As the leader of a large, diverse and rapidly urbanizing jurisdiction, Baltimore County Executive C.A. Dutch Ruppersberger is in the difficult position of trying to uphold the county's quality of life while its revenue sources stagnate.
Mr. Ruppersberger echoed his predecessor, Republican Roger B. Hayden, in his first budget address yesterday when he said, "The days of unlimited government resources are over and will likely never return." The county has no choice but to "refocus our existing resources."
Under the Democratic executive's budget proposal of $1.3 billion, the refocusing will mainly benefit the public schools and the police department. The total expenditures include $917 million in county funds, $19 million more than in the previous year. Of that increase, $14 million would go to the school system, $4 million to the police.

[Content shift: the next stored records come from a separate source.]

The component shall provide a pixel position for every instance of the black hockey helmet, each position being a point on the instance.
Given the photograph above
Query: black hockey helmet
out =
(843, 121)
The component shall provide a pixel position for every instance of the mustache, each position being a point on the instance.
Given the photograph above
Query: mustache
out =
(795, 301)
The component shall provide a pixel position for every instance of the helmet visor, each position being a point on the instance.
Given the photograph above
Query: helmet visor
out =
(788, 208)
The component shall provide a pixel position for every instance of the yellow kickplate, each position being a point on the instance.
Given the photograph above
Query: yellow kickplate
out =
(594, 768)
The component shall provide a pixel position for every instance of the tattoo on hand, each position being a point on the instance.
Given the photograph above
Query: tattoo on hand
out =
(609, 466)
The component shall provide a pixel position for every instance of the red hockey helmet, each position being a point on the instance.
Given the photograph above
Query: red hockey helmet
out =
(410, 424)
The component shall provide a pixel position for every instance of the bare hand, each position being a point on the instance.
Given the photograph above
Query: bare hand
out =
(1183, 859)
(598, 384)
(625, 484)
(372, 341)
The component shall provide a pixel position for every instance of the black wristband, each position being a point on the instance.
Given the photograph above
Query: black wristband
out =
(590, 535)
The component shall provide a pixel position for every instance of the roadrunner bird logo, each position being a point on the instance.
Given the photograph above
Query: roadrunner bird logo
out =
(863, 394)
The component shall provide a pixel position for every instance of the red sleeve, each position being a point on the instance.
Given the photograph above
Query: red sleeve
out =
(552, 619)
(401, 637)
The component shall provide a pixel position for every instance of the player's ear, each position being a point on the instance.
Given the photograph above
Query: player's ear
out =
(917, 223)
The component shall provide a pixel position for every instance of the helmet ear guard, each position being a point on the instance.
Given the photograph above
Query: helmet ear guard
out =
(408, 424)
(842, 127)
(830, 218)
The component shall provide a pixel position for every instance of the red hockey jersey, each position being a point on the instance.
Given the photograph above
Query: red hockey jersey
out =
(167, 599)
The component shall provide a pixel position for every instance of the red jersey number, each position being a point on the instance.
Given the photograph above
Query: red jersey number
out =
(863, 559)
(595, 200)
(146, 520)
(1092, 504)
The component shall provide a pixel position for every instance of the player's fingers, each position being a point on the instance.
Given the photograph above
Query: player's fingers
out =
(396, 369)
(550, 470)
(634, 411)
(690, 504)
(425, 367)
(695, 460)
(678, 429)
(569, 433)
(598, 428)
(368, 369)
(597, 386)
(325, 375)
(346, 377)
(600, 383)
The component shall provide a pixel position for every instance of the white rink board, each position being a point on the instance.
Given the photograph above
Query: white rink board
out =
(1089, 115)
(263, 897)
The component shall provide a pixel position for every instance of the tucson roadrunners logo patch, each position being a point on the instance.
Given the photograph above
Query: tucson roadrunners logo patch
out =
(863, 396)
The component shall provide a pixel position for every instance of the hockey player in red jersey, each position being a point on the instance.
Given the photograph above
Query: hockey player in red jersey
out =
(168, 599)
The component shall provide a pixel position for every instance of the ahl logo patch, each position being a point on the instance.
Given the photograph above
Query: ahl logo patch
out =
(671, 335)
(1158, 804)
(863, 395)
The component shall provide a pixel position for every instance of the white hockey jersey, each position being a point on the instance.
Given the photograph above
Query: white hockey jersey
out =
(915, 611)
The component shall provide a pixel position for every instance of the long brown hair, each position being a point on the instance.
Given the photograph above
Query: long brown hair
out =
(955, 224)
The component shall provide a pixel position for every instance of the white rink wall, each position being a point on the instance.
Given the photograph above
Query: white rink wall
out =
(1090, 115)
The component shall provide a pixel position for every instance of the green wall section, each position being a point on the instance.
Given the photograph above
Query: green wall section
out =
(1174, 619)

Another Ruppersberger priority is the revitalization and conservation of the county's older communities. The budget would allocate funds to reconstruct 50 alleys and 250 miles of roadway. These modest repairs would fall well short of sprucing up every semi-urban neighborhood in Baltimore County, but they constitute an important first step that will need to be repeated in years to come.
For now, modest steps are the most to be hoped for, given two facts: The county's income tax growth rate of 1.9 percent is the third-lowest in Maryland, and general fund revenues are estimated to grow only 2.67 percent over this year's. This means taking care of the basics while reserving remaining funds for essentials, as Mr. Ruppersberger and his advisers have done. Nothing will be added to the county's rainy-day fund, though at $29.2 million the reserve should protect against the impact of expected cuts in federal aid.
Credit Mr. Ruppersberger for a big-picture budget that, despite the revenue jitters, shows he understands that good schools, safe streets and attractive communities are among the best economic development tools a struggling county can use.